London: Taylor and Francis, 1927. 1st Edition. FIRST EDITION of “the theory of the nucleus – his ‘view’, or model of the nucleus – was finally expressed in a great paper, this one” (Wilson, Rutherford: Simple Genius, 441).
“In the early 1920s Rutherford, working in Cambridge, bombarded a series of light elements with alpha-particles and showed that they could be disintegrated, often with the emission of protons. He thought about the mechanism of the reactions and tried to visualize what was going on in terms of the structure of the nucleus. Guided by what he had already discovered about the structure of the atom: that it consists of a small central nucleus with orbiting electrons that are grouped in shells – Rutherford outlined his speculations in “Structure of the Radioactive Atom and Origin of the -Rays”).
“He first of all showed how his idea could explain the familiar alpha-decay of radioactive nuclei. He suggested that ‘the nucleus of a heavy atom has certain well defined regions in its structure. At the centre is a controlling charged nucleus of very small dimensions surrounded at a distance by a number of neutral satellites describing quantum orbits controlled by the electric field from the central nucleus.’ Then one of these neutral alpha satellites ‘for some reason becomes unstable and escapes from the nucleus losing its two electrons. Occasionally one of these electrons is hurled from the system giving rise to a disintegration electron.’ In this way Rutherford’s model was able to give a simple, qualitative explanation of both alpha and beta decay.
He envisaged light nuclei as constructed in a similar way, with any protons left over orbiting on their own.
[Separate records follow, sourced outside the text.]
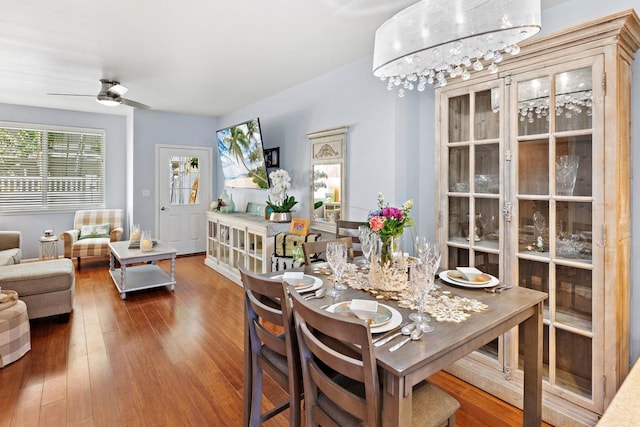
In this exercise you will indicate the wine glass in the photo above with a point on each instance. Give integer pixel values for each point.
(421, 282)
(336, 255)
(366, 243)
(539, 223)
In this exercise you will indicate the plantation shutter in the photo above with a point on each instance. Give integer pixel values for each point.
(51, 169)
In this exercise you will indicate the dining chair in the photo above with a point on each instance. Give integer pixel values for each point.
(341, 385)
(315, 250)
(270, 346)
(346, 228)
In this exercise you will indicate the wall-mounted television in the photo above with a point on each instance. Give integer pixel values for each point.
(242, 156)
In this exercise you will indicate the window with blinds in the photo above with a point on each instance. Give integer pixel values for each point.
(50, 168)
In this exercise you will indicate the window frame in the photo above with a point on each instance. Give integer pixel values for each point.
(70, 203)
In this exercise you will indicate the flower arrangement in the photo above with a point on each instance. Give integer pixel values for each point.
(277, 198)
(217, 204)
(387, 221)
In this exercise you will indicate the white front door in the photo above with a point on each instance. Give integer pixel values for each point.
(184, 193)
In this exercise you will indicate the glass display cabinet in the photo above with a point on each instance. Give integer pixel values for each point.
(328, 197)
(534, 189)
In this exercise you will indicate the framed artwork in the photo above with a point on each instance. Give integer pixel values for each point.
(272, 157)
(299, 226)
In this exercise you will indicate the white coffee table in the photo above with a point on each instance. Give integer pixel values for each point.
(129, 278)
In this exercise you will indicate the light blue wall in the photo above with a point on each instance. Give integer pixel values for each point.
(32, 225)
(391, 141)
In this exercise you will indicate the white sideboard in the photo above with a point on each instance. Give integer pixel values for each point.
(233, 237)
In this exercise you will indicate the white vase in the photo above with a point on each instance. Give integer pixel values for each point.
(280, 217)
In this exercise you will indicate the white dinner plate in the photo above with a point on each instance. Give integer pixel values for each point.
(456, 276)
(313, 282)
(381, 317)
(396, 318)
(493, 282)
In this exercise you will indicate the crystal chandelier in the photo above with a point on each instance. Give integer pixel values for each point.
(433, 40)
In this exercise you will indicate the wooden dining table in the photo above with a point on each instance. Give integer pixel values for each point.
(449, 342)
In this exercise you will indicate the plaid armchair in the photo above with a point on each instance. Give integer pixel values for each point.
(92, 231)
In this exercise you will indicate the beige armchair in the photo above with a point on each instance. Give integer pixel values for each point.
(10, 247)
(92, 231)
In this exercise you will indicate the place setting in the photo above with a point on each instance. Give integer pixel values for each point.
(302, 283)
(469, 277)
(381, 317)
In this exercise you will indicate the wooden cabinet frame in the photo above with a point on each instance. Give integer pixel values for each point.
(608, 46)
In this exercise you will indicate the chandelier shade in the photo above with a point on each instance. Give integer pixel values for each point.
(433, 40)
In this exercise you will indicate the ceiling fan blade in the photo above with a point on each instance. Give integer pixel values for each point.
(69, 94)
(118, 89)
(134, 104)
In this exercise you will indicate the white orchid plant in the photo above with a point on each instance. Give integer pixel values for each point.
(277, 198)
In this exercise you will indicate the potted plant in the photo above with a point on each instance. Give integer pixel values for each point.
(278, 199)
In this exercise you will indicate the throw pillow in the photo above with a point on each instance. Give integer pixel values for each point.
(94, 231)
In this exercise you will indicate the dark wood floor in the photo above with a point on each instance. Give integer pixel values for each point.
(158, 359)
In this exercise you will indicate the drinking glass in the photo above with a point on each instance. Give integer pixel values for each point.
(421, 283)
(366, 244)
(342, 264)
(336, 256)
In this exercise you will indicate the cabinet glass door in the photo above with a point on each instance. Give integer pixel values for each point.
(212, 238)
(255, 252)
(554, 216)
(224, 246)
(472, 159)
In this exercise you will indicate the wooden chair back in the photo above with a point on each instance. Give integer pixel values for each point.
(271, 345)
(317, 249)
(335, 375)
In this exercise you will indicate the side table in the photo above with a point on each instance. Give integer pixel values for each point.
(48, 247)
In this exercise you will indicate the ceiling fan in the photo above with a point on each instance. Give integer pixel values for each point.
(110, 94)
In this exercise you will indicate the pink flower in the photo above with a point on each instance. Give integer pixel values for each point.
(376, 223)
(390, 212)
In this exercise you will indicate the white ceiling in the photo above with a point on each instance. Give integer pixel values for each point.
(193, 56)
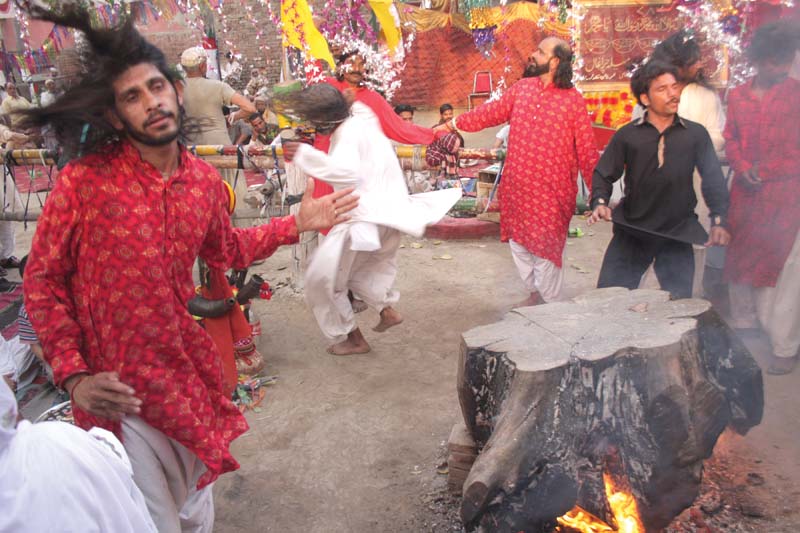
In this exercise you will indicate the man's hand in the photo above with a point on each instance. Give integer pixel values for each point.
(718, 236)
(104, 395)
(321, 213)
(441, 129)
(601, 212)
(289, 149)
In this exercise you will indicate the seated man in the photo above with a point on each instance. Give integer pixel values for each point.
(57, 477)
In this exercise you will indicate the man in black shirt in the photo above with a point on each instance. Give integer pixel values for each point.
(655, 221)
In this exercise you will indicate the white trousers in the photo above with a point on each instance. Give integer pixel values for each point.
(335, 268)
(8, 239)
(167, 473)
(776, 308)
(11, 204)
(538, 275)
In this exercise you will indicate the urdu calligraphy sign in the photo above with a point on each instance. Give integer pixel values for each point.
(615, 33)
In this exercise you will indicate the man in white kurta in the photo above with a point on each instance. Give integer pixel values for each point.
(361, 255)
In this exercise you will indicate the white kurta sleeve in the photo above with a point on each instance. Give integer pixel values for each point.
(339, 168)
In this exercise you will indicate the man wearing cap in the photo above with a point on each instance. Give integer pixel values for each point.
(203, 100)
(256, 83)
(13, 104)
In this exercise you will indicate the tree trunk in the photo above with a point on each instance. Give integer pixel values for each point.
(616, 380)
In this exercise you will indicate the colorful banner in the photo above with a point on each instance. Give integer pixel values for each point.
(300, 32)
(7, 9)
(387, 16)
(428, 19)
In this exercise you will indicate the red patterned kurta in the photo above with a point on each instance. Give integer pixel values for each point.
(764, 222)
(551, 138)
(108, 279)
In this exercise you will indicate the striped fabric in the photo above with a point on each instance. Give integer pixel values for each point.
(26, 333)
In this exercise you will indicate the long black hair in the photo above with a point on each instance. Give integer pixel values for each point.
(78, 117)
(644, 75)
(321, 104)
(562, 77)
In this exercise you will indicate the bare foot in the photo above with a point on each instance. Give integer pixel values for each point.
(534, 299)
(389, 318)
(357, 305)
(354, 344)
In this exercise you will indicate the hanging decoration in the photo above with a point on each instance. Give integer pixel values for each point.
(725, 25)
(481, 23)
(382, 74)
(389, 21)
(300, 32)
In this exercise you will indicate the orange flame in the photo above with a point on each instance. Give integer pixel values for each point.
(623, 507)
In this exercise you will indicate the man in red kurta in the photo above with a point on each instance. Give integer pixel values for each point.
(762, 137)
(110, 273)
(551, 139)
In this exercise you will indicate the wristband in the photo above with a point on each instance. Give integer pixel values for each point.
(75, 386)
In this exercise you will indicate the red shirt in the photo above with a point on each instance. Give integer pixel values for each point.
(108, 279)
(551, 138)
(763, 222)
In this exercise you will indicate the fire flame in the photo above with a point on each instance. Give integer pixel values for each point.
(623, 507)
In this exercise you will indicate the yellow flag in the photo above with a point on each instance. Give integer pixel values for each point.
(383, 12)
(299, 30)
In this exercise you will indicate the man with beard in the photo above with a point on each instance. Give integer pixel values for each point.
(551, 139)
(110, 270)
(763, 145)
(655, 222)
(13, 105)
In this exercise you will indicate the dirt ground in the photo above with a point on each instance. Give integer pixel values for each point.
(352, 444)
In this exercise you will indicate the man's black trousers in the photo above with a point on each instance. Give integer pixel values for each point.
(628, 256)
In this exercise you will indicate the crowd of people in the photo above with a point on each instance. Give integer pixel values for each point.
(109, 273)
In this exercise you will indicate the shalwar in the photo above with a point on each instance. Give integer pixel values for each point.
(776, 308)
(538, 274)
(360, 255)
(167, 474)
(57, 477)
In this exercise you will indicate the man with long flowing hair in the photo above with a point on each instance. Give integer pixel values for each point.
(110, 270)
(550, 140)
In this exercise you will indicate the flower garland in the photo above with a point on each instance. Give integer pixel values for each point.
(381, 74)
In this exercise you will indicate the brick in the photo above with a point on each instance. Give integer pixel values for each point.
(460, 440)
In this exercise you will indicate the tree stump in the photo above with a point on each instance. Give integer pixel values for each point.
(617, 380)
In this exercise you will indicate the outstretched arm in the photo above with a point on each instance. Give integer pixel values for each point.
(226, 247)
(489, 114)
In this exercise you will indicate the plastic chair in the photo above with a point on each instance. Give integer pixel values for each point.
(481, 86)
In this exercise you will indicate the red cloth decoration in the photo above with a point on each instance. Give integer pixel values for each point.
(226, 330)
(109, 277)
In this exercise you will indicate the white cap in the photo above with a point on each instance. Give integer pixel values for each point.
(193, 57)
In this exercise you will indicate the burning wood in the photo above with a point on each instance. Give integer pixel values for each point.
(622, 506)
(610, 402)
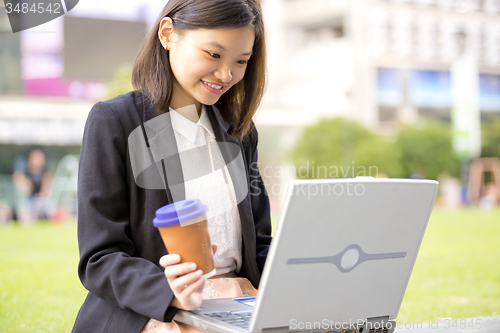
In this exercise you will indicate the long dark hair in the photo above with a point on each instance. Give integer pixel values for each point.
(153, 77)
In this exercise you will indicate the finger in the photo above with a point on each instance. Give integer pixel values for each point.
(192, 290)
(174, 271)
(180, 284)
(170, 259)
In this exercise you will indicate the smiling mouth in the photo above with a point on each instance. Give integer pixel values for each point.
(215, 86)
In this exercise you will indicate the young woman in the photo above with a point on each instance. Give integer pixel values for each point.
(203, 55)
This made it easy to understand how protons could be knocked out when light nuclei are bombarded by alpha particles” (Hodgson, “The reality inside the atom,” New Scientist 17, 1985). Item #474
CONDITION & DETAILS: London: Taylor and Francis. Entire volume. Ex-libris and bearing occasional light stamp within. New end papers. No marks at the spine whatsoever. Octavo (8.5 x 5.5 inches; 213 x 138mm). [ix], 1372, . 24 plates. Bound in moderately rubbed maroon cloth over marbled paper boards. Scuffed at the edge tips with some splitting of the cloth at the spine on the rear. Stain on title page otherwise bright and clean throughout.